Spain’s fight against a job-destroying recession is entering a second year, a central bank report showed Tuesday, even as Madrid struggles to curb a bloated public deficit.

The economy shrank at a quarterly rate of 0.4 percent in the third quarter, the same pace as in the previous three months, the Bank of Spain said, citing provisional data.

“The Spanish economy continued on a path of contraction which began a year earlier,” it said.

If confirmed, the figures would mean that the Spanish recession, which has left one in four workers unemployed, is moving into a second year at a relentless pace.

The eurozone’s fourth-largest economy, which emerged from the previous recession only at the end of 2010, began gently shrinking in mid-2011 and has slumped in every quarter since by as much as 0.5 percent.

Spain has agreed a 100-billion-euro ($125 billion) rescue loan for its banks, of which it plans to use only 40 billion euros.

But world markets now anticipate a broader sovereign bailout, after the European Central Bank in early September outlined plans to make unlimited bond purchases to bring down stricken states’ borrowing costs.

Investors are wary of betting against the European bank, which could step in whenever Spain decides formally to request help from the eurozone’s bailout fund and to submit to its conditions.

That threat helped Spain’s Treasury to beat its fund-raising target in an auction of three- and six-month bills on Tuesday, raising 3.58 billion euros. The interest rate edged up for the three-month bills and eased for the six-month bills from a similar auction September 25.

Prime Minister Mariano Rajoy’s right-leaning government has issued a 2013 budget based on a forecast of economic contraction of just 0.5 percent next year, a figure widely seen as overly optimistic.

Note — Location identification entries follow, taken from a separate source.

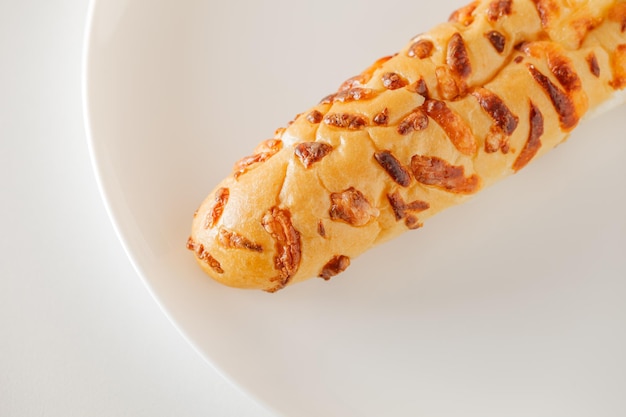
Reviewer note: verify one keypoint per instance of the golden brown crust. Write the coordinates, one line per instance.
(459, 107)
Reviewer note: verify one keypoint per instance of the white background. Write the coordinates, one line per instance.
(79, 333)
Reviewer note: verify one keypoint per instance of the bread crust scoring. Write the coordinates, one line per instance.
(459, 107)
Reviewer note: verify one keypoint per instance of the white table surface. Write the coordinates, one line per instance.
(80, 335)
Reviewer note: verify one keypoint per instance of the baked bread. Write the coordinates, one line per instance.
(461, 106)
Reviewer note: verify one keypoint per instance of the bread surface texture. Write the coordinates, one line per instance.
(460, 107)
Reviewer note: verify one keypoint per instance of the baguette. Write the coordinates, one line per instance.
(466, 104)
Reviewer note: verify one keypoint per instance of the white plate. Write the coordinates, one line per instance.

Budget Minister Cristobal Montoro told parliament, however, that the budget would help make next year “the last year of recession”.

Moreover, the central government was “very close” to meeting it 2012 deficit target of 4.5 percent of GDP, recording a shortfall of 3.9 percent of GDP for the year to September, he said.

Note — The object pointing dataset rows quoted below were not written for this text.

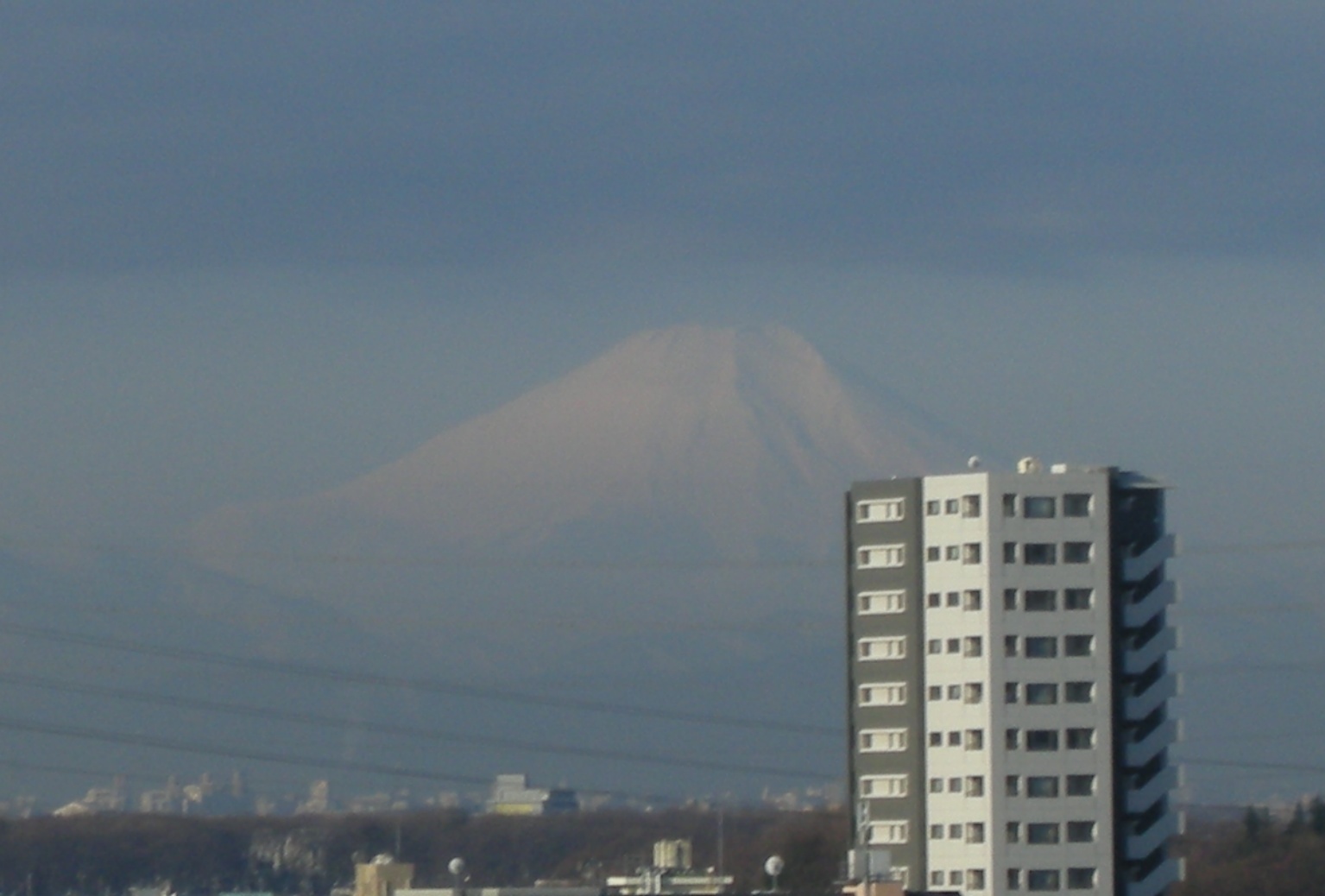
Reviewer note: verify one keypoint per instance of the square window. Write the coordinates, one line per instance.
(1079, 692)
(1077, 552)
(1076, 505)
(1042, 879)
(1039, 601)
(1080, 878)
(1042, 833)
(1042, 647)
(1042, 695)
(1077, 645)
(1039, 554)
(1080, 739)
(1080, 785)
(1042, 786)
(1038, 508)
(1080, 831)
(1077, 598)
(1042, 739)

The performance of Spain’s 17 regional governments will thus be crucial to reaching the overall 6.3-percent public deficit target, and regaining some trust after a public deficit blow-out in 2011.

Next year, Spain’s government is targeting an even more ambitious public deficit equal to 4.5 percent of GDP.

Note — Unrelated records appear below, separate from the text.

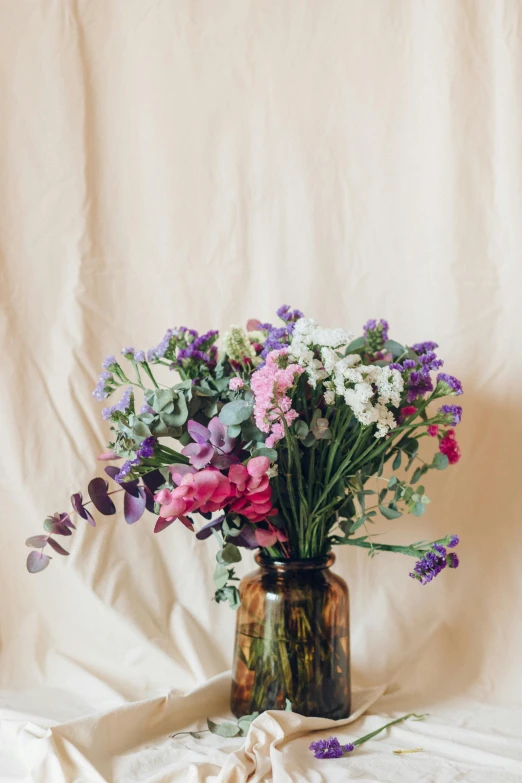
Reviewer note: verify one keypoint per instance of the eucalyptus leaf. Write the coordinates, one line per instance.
(301, 429)
(236, 412)
(223, 729)
(440, 461)
(416, 475)
(395, 348)
(389, 513)
(141, 429)
(230, 554)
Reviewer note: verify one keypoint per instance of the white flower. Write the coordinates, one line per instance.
(329, 396)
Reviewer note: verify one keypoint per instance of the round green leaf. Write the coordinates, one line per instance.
(236, 412)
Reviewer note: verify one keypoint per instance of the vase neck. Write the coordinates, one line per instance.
(287, 565)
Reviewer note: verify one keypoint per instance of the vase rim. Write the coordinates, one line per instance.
(308, 563)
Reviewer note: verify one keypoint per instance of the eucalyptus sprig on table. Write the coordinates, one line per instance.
(291, 434)
(237, 728)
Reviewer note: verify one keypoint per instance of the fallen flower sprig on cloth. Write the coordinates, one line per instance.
(331, 748)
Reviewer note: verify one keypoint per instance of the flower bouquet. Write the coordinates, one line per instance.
(288, 440)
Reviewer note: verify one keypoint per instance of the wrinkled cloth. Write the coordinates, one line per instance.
(200, 163)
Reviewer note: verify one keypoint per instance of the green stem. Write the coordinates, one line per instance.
(387, 725)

But if the economy shrinks by 1.5 percent in 2013, as many private economists expect, then Spain will likely miss its public deficit goal yet again, unless it takes further steps, the central bank has warned.

The Spanish government is already boosting taxes and slashing spending to meet its deficit goals, provoking growing street protests and a union call for a general strike November 14.

But the recession is making its task ever harder, for example by raising the cost of unemployment benefits.

The economy might have fared even worse in the third quarter but for a consumer spending spree on goods such as washing machines and televisions ahead of a September 1 increase in the sales tax, the central bank said.

But the end of that burst in spending, plus a decline in public sector salaries, could mean weaker consumer spending in the final quarter of this year, it warned.

As people struggled to make ends meet, household savings rates fell to the lowest level since 2006 in the second quarter, the bank said.

Christian Schulz, an analyst at Berenberg bank, judged the third-quarter growth estimate “reassuring” overall, even though it indicated a serious recession.

“The rate of decline is not accelerating and remains reasonably moderate at minus 0.4 percent quarter-on-quarter,” he wrote.

“Given ever-harsher austerity, capital flight from the country, a credit crunch and slowing export markets, this performance is quite remarkable,” he added.